Construcción de catedrales

            En general, como solía ser tradicional, a todos los prelados les interesaba realizar mejoras en sus catedrales y adecuarlas a las necesidades de los tiempos. En muchos lugares, el crecimiento poblacional las había hecho insuficientes para cumplir con sus funciones; en otros, la mayor riqueza de la diócesis imponía nuevas pretensiones ornamentales; y, en no pocos, los desastres naturales impusieron nuevos edificios; ello sin olvidar las necesidades de las nuevas diócesis. Los prelados, pues, se vieron implicados en la construcción y remodelación de los templos catedralicios, a veces con un celo encomiable, como el del obispo de Buenos Aires, José Antonio Basurco, que donó parte de sus bienes para la ampliación de aquel templo.

            Las nuevas diócesis no siempre pudieron contar con nuevas catedrales, por falta de fondos o porque la necesidad inmediata obligaba a utilizar templos anteriores, como ocurrió en Cuenca, donde se adaptó la iglesia mayor (94); en La Habana, donde se utilizó la antigua iglesia de los jesuitas; en Mérida, donde también se reaprovechó la iglesia mayor, hasta que en 1803 se iniciaron las obras del nuevo edificio por Manuel Mújica; o en Durango, donde se utilizó la iglesia de San mateo que se fue readaptando a lo largo del tiempo.

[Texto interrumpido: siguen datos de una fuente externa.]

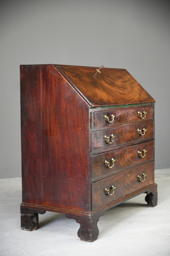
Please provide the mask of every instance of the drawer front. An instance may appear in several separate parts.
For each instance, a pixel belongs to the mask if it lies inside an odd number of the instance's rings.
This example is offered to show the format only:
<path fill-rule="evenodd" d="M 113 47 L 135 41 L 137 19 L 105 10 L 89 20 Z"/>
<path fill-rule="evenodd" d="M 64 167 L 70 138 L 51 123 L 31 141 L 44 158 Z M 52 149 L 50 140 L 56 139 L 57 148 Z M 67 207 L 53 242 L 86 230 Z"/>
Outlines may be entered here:
<path fill-rule="evenodd" d="M 153 122 L 92 132 L 91 150 L 93 151 L 108 148 L 144 139 L 153 138 L 154 136 Z"/>
<path fill-rule="evenodd" d="M 153 118 L 152 107 L 94 113 L 94 127 Z"/>
<path fill-rule="evenodd" d="M 94 182 L 91 184 L 92 210 L 154 183 L 153 162 Z"/>
<path fill-rule="evenodd" d="M 91 178 L 111 175 L 129 166 L 152 160 L 154 156 L 154 141 L 92 156 Z"/>

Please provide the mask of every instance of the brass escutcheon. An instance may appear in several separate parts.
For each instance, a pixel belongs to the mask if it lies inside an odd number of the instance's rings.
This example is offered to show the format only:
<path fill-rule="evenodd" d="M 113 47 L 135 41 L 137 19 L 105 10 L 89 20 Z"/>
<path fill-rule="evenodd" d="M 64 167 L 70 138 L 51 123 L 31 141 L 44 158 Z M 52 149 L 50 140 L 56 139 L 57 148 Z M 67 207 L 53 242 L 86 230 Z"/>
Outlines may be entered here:
<path fill-rule="evenodd" d="M 142 151 L 144 154 L 143 156 L 142 155 L 142 152 L 140 152 L 139 150 L 138 150 L 138 151 L 137 153 L 138 154 L 138 155 L 139 156 L 141 157 L 142 158 L 143 158 L 146 155 L 146 152 L 147 152 L 147 151 L 145 150 L 145 148 L 144 148 Z"/>
<path fill-rule="evenodd" d="M 137 131 L 139 135 L 143 136 L 145 134 L 145 132 L 147 130 L 145 128 L 143 128 L 142 130 L 139 130 L 139 129 L 138 129 Z"/>
<path fill-rule="evenodd" d="M 112 123 L 114 121 L 114 117 L 115 117 L 115 116 L 112 114 L 111 116 L 111 118 L 112 119 L 112 120 L 111 121 L 109 121 L 109 117 L 108 116 L 107 116 L 106 115 L 105 115 L 104 117 L 104 118 L 105 119 L 106 122 L 108 122 L 108 123 Z"/>
<path fill-rule="evenodd" d="M 105 139 L 106 143 L 108 143 L 109 144 L 111 144 L 113 142 L 114 138 L 115 137 L 113 134 L 112 134 L 109 137 L 107 137 L 106 135 L 105 135 L 104 138 Z M 111 141 L 110 141 L 110 138 L 111 138 Z"/>
<path fill-rule="evenodd" d="M 141 176 L 140 176 L 139 175 L 138 175 L 137 177 L 138 180 L 138 181 L 141 181 L 141 182 L 143 182 L 145 180 L 145 177 L 146 176 L 146 174 L 145 174 L 145 173 L 143 173 Z M 142 176 L 144 177 L 144 179 L 143 180 L 142 180 Z"/>
<path fill-rule="evenodd" d="M 138 111 L 137 112 L 137 114 L 138 117 L 139 118 L 141 118 L 142 119 L 144 119 L 146 117 L 146 114 L 147 113 L 147 112 L 145 111 L 144 111 L 143 113 L 141 113 L 140 111 Z"/>
<path fill-rule="evenodd" d="M 107 188 L 105 188 L 105 189 L 104 190 L 104 191 L 105 192 L 105 194 L 106 195 L 108 195 L 109 196 L 112 196 L 112 195 L 114 194 L 114 192 L 115 192 L 114 191 L 114 189 L 115 188 L 116 188 L 113 185 L 111 186 L 111 188 L 110 188 L 109 189 L 108 189 Z M 113 190 L 113 192 L 111 194 L 110 194 L 110 192 L 111 191 L 111 190 Z"/>
<path fill-rule="evenodd" d="M 104 162 L 104 164 L 105 165 L 105 167 L 108 167 L 109 168 L 112 168 L 114 166 L 114 162 L 115 162 L 116 161 L 113 157 L 112 157 L 111 158 L 109 162 L 108 162 L 107 160 L 105 160 Z M 112 162 L 112 165 L 111 166 L 110 166 L 110 162 Z"/>

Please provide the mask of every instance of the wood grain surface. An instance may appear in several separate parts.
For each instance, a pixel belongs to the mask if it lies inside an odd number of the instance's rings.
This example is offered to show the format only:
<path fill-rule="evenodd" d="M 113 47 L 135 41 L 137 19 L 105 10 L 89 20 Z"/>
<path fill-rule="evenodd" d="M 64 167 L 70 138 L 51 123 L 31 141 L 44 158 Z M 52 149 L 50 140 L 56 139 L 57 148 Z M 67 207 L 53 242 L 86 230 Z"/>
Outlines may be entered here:
<path fill-rule="evenodd" d="M 146 175 L 145 180 L 143 182 L 138 181 L 138 176 L 144 173 Z M 92 184 L 92 210 L 154 183 L 153 162 L 94 182 Z M 116 188 L 114 194 L 106 195 L 105 189 L 109 189 L 112 185 Z M 112 192 L 111 191 L 110 194 Z"/>
<path fill-rule="evenodd" d="M 56 65 L 92 107 L 155 102 L 125 69 Z"/>

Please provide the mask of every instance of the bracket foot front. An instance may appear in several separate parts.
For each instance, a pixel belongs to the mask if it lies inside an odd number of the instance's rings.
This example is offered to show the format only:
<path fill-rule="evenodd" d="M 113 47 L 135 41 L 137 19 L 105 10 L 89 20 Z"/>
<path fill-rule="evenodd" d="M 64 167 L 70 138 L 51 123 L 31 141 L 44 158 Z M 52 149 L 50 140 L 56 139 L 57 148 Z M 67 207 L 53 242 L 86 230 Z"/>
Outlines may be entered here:
<path fill-rule="evenodd" d="M 77 234 L 81 240 L 91 242 L 97 239 L 99 233 L 97 223 L 100 217 L 105 213 L 105 211 L 102 211 L 87 217 L 66 214 L 66 217 L 68 219 L 74 219 L 80 224 Z"/>
<path fill-rule="evenodd" d="M 36 230 L 38 224 L 38 213 L 44 214 L 45 211 L 33 210 L 21 206 L 21 229 L 28 231 Z"/>

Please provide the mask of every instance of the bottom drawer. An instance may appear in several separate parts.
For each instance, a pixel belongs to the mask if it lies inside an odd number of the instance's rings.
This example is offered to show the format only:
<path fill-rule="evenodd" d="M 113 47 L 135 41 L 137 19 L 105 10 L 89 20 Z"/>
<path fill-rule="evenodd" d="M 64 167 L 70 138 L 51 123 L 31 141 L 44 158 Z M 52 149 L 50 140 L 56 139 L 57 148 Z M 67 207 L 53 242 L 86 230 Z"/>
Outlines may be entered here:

            Abordar aquellas construcciones –nuevas o en remodelación- implicaba grandes gastos, por lo que la tarea emprendida por muchos prelados no fue fácil, sobre todo en ciudades de segundo orden. Pero esas dificultades no sólo debían plantearse en el plano de lo económico, lo cual era una realidad, sino también en la falta de mano de obra cualificada para poder abordar con satisfacción obras de tal envergadura. Recordemos que ya en el siglo XVI maestros como Francisco Becerra y Bartolomé Carrión eran llamados de un lugar a otro por la escasez de técnicos para planificar nuevas construcciones. El problema, lejos de solucionarse, se mantenía vivo en el siglo XVIII, especialmente en el reinado de Carlos III, puesto que la expulsión de los jesuitas había dejado a muchas ciudades sin arquitectos y maestros de obra de calidad, ya que algunos de ellos eran miembros de la Compañía de Jesús. Si a ello añadimos que durante este periodo se crearon nuevas diócesis el problema se había aumentado. Veamos, pues, algunos ejemplos de aquella actividad constructiva que abordaron los prelados, a veces con la reticencia de sus cabildos o de las autoridades civiles. En alguna ocasión, involuntariamente, pudieron haber colaborado en aquellas construcciones, como el obispo de Asunción, José de Priego y Caro, que murió antes de llegar a su sede, y sus bienes, que dejó en herencia a su diócesis, se planteó por el cabildo que fuesen utilizados para la construcción de una nueva catedral.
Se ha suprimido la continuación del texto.